There are several ways to retrieve data from a Sleeper table. Remember that Sleeper is optimised for returning records where the row key takes a particular value or range of values. If there are several row key fields, then the query should either specify all of the row key fields, or the first one or more fields, e.g. if there are three row key fields, key1, key2 and key3, then a query should specify either ranges for key1, key2 and key3, or ranges for key1 and key2, or ranges for key1.
The methods below describe how queries can be executed using scripts. See the docs on the Python API for details of how to execute them from Python.

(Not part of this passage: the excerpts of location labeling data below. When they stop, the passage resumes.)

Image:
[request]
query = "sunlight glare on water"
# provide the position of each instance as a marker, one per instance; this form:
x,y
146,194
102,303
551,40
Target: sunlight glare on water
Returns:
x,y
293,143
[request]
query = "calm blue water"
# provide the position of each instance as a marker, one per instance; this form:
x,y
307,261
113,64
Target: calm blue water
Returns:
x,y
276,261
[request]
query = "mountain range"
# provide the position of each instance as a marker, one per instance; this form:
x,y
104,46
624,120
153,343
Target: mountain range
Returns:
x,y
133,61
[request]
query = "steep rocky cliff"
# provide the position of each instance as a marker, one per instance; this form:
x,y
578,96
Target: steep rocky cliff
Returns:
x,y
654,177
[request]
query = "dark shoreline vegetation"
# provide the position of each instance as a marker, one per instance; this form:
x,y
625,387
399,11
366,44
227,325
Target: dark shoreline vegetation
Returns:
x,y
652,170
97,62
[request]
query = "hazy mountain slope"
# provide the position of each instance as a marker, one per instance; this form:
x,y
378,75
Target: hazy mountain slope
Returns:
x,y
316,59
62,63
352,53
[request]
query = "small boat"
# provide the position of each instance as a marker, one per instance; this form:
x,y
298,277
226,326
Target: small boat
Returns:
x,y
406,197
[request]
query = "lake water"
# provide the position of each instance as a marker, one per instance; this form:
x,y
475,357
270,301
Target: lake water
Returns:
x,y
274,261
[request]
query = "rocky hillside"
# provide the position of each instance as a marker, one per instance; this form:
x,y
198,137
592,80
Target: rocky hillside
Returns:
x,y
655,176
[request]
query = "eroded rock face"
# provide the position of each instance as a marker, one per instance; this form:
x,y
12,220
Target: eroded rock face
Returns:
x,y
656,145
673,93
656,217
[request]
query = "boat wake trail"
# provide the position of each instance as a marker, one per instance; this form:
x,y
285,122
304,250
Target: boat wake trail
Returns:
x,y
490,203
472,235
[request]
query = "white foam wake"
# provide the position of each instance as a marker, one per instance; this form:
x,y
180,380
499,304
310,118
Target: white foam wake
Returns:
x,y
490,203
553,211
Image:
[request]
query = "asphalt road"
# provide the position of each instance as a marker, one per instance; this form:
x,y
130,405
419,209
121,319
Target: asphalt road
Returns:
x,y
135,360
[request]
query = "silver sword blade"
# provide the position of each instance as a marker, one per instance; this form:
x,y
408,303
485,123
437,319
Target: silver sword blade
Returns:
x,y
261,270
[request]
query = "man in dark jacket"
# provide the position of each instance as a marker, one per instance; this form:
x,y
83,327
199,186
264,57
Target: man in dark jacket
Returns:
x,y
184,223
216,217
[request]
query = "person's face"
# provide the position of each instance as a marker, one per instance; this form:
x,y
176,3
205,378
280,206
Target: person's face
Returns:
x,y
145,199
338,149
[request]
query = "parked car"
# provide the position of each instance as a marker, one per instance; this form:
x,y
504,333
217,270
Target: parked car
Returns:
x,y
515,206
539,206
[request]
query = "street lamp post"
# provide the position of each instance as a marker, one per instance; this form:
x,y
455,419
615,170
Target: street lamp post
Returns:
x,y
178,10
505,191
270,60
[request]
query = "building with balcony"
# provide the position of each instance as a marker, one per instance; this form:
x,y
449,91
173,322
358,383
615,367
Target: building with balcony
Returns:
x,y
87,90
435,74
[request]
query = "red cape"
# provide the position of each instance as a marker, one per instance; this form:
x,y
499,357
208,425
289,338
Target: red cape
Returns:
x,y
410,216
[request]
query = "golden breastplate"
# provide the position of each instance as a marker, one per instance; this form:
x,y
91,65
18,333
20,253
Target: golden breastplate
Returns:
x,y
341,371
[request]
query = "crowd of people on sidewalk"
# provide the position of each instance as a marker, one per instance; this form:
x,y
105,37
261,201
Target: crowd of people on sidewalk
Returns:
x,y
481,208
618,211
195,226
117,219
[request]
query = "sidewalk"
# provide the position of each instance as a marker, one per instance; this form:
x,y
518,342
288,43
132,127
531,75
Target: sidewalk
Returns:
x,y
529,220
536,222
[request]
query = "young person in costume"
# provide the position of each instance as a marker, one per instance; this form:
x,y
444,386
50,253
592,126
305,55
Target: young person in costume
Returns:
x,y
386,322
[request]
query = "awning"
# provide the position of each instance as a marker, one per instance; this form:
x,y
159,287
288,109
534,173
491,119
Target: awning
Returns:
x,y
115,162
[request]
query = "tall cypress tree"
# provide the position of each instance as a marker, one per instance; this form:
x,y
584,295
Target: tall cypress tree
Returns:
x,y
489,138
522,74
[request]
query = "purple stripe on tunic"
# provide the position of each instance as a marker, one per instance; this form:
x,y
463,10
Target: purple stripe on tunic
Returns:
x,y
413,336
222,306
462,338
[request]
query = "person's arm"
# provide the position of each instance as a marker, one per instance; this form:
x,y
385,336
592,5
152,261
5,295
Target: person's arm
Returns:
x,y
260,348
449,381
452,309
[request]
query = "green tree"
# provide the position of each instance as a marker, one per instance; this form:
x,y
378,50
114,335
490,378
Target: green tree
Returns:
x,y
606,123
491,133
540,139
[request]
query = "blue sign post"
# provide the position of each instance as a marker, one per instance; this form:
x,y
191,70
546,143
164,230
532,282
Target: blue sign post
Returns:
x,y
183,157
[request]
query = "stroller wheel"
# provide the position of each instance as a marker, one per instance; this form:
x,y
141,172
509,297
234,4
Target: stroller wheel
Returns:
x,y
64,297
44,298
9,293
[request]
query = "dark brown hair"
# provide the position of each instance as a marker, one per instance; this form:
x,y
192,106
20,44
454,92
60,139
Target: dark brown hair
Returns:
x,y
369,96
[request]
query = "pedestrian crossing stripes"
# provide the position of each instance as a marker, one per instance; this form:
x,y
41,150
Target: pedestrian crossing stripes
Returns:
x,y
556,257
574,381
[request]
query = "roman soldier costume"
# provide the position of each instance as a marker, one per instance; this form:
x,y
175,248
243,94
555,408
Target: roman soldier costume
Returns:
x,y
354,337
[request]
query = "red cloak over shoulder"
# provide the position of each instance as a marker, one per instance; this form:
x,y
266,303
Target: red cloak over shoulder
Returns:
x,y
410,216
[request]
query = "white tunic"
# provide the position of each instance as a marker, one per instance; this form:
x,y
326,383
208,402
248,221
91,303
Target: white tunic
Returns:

These instructions will assume you start in the project root directory and Sleeper has been built (see the developer guide for how to set that up).
The simplest way to retrieve data is to use the query.sh
script. This simply calls the Java
class sleeper.clients.QueryClient
. This class retrieves data directly from S3 to this machine. It can be run using:
INSTANCE_ID=myInstanceId
./scripts/utility/query.sh ${INSTANCE_ID}
This will give you the option of running either an "exact" query which allows you to type in either the exact key that you wish to find records for, or a "range" query which allows you to specify the range of keys you wish to find records for. The results are printed to standard out.
Note that as this approach to running queries retrieves the relevant records from S3 to this Java process. Therefore if you specify a large range, the query may take a long time to run and may transfer a large amount of data from S3 to your machine.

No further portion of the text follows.